Analysis of Grain Protein Accumulation Differences and Screening of Associated Candidate Genes in Spring Wheat

Grain protein content in wheat is a key trait determining its nutritional and processing quality. Identifying key gene modules and core genes regulating its dynamic accumulation provides a theoretical basis for quality breeding. Using strong-gluten wheat variety Xinchun 48 (XC48) and medium-gluten wheat variety Humai 14 (HM14) as materials, grains were collected at 10, 15, 20, 25, and 30 days after anthesis for measurements of crude protein and soluble protein contents, followed by transcriptome sequencing. Weighted gene co-expression network analysis was employed to screen gene modules significantly associated with the target traits. Subsequently, differential gene expression analysis, functional enrichment analysis, and protein-protein interaction network analysis were integrated to identify core genes from the key modules. Phenotypic analysis revealed that the crude protein content of XC48 consistently exceeded that of HM14 from 10 to 30 days after anthesis, with statistically significant differences observed between 10 and 25 days after anthesis. In contrast, the soluble protein content was higher in HM14 during the period of 10 to 25 days after anthesis. However, this trend reversed at 30 days after anthesis, at which point XC48 exhibited a significantly higher soluble protein content than HM14. Transcriptome analysis identified a total of 27,499 differentially expressed genes, with expression peaks observed during the early and late developmental stages. Notably, transcription factor families such as ERF, MYB, NAC, and bZIP were prominently represented among these genes. Through WGCNA analysis, a MEgreen module exhibiting a highly significant positive correlation with protein content was identified.
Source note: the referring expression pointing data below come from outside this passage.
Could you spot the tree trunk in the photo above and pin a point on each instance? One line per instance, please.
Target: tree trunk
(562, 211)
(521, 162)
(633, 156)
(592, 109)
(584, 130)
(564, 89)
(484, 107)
Based on protein-protein interaction network analysis, 14 core genes were screened. Further integration of expression patterns and functional annotations led to the identification of five key candidate genes: TaPP6R-C,TaNRPB11,TaRPS15A,TaRBX1and TaRPS29-like. qRT-PCR validation demonstrated that the expression dynamics of the five screened genes were highly consistent with the grain protein accumulation pattern. The findings provide a crucial theoretical foundation for further elucidating the molecular regulatory network underlying wheat grain protein formation, subsequent gene function validation, and breeding applications.